Há um consenso coletivo das massas de que: Depressão, Transtorno Bipolar, Estresse, Transtorno Compulsivo Obsessivo (TOC) e Síndrome do Pânico estão em alta. É elegante e chamativo sofrer de um ou mais desses transtornos.

E o que falar das Psicopatias e da Esquizofrenia? Viraram sinônimo de comédia e divertem centenas de pessoas em forma de piada e/ou jargões na boca de comediantes da TV aberta.

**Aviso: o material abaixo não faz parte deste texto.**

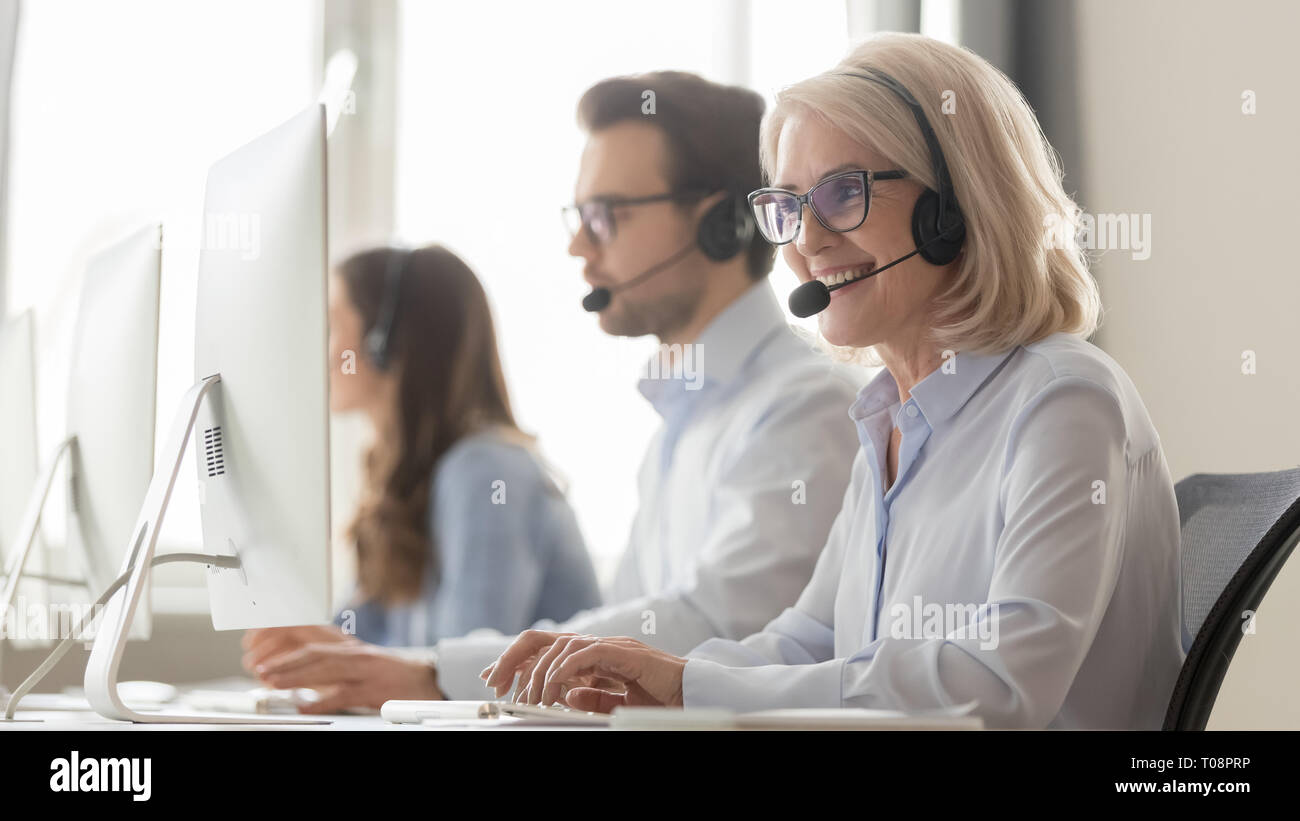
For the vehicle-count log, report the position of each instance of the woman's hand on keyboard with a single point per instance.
(586, 672)
(269, 642)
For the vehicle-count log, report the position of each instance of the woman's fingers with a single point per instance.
(501, 674)
(562, 647)
(594, 699)
(307, 667)
(650, 676)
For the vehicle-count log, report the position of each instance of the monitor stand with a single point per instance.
(27, 530)
(115, 624)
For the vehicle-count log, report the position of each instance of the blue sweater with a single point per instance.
(508, 550)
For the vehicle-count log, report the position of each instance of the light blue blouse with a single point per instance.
(508, 551)
(1025, 559)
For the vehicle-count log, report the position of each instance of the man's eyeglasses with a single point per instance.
(839, 203)
(596, 216)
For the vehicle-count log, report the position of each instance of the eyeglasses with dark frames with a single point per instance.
(840, 203)
(596, 216)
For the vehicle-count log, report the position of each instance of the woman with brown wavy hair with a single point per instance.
(459, 524)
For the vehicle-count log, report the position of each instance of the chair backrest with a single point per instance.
(1236, 533)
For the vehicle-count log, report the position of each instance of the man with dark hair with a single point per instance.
(740, 485)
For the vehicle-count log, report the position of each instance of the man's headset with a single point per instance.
(726, 230)
(378, 339)
(937, 225)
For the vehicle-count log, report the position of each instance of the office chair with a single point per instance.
(1238, 531)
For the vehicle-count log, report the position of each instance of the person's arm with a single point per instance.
(1056, 565)
(755, 559)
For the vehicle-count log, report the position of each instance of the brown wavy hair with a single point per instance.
(442, 350)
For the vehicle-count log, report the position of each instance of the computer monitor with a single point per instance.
(111, 407)
(263, 437)
(17, 424)
(258, 412)
(18, 473)
(109, 428)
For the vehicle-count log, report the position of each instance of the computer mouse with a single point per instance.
(147, 691)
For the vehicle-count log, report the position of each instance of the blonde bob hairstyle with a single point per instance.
(1015, 281)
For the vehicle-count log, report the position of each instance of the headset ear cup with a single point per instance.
(722, 230)
(924, 227)
(376, 348)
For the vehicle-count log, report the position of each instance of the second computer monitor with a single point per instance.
(261, 437)
(111, 405)
(17, 424)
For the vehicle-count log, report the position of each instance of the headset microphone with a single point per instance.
(814, 295)
(599, 298)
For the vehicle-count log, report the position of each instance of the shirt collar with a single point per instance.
(723, 348)
(940, 395)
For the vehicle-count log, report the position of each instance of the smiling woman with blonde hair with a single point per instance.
(1010, 535)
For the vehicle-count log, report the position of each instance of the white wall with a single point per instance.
(1165, 135)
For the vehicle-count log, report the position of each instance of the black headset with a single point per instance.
(726, 229)
(937, 225)
(378, 339)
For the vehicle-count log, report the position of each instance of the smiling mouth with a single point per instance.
(841, 278)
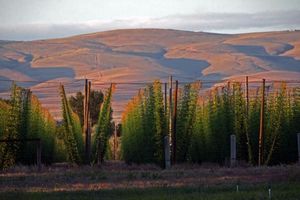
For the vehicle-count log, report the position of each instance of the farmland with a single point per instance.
(118, 180)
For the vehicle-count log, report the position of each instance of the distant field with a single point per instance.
(119, 181)
(280, 191)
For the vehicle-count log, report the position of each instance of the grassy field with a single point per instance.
(119, 181)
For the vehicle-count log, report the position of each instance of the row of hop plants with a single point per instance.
(144, 126)
(22, 116)
(70, 131)
(205, 123)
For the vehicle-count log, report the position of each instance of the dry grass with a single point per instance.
(117, 175)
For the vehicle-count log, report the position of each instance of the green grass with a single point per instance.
(289, 191)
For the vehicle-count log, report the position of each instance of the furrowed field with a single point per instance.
(196, 122)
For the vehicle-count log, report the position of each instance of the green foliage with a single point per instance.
(23, 118)
(76, 103)
(204, 125)
(144, 127)
(104, 127)
(185, 120)
(72, 131)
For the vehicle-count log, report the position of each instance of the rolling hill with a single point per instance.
(142, 55)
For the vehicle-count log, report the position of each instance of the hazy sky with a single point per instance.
(37, 19)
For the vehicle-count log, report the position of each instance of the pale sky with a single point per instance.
(40, 19)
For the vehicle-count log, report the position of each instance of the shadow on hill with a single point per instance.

A Hiperatividade por sua vez, é o mal do século desse ano… Quem é que não tem um filho, sobrinho, enteado ou filho do vizinho que sofre desse mal?

As pessoas ficam se diagnosticando a bel prazer, quem sabe já até não se medicam? Afinal, não é difícil ver na teledramaturgia um personagem ou outro que exibe uma cartela de comprimidos que precisa tomar para dormir, assim mesmo, como um troféu!

É uma carência generalizada meu povo, e tudo é válido só para receber atenção.

A quem devemos culpar?

Mas deve-se culpar alguém?

É o movimento das massas, do grupo. E nas palavras do celebre pai da psicanálise:

Um grupo é impulsivo, imutável e irritável. É levado quase que exclusivamente por seu inconsciente […] não pode tolerar qualquer demora entre seu desejo e realização do que deseja. Tem um sentimento de onipotência: para o individuo num grupo a noção de impossibilidade desaparece. (CORRÊA e SEMINIOTTI, 2005, p. 144, apud Freud, 1921:101).

O Simão Bacamarte de nosso tempo certamente iria interditar o ser crítico. Afinal quem é louco de questionar o sistema? Fica aqui a reflexão e o convite a repensar nossa postura como sujeitos ativos e cheios de vontade frente à sociedade, para além de um idealismo, a fim de alcançarmos a real construção do mundo que queremos.

Referência:

CORRÊA, Juliano; e SEMINIOTTI, Nedio. Contratransferência do psicólogo coordenador de grupos. Psic. Clin., Rio de Janeiro, vol. 17,nº2, p.141- 155, 2005.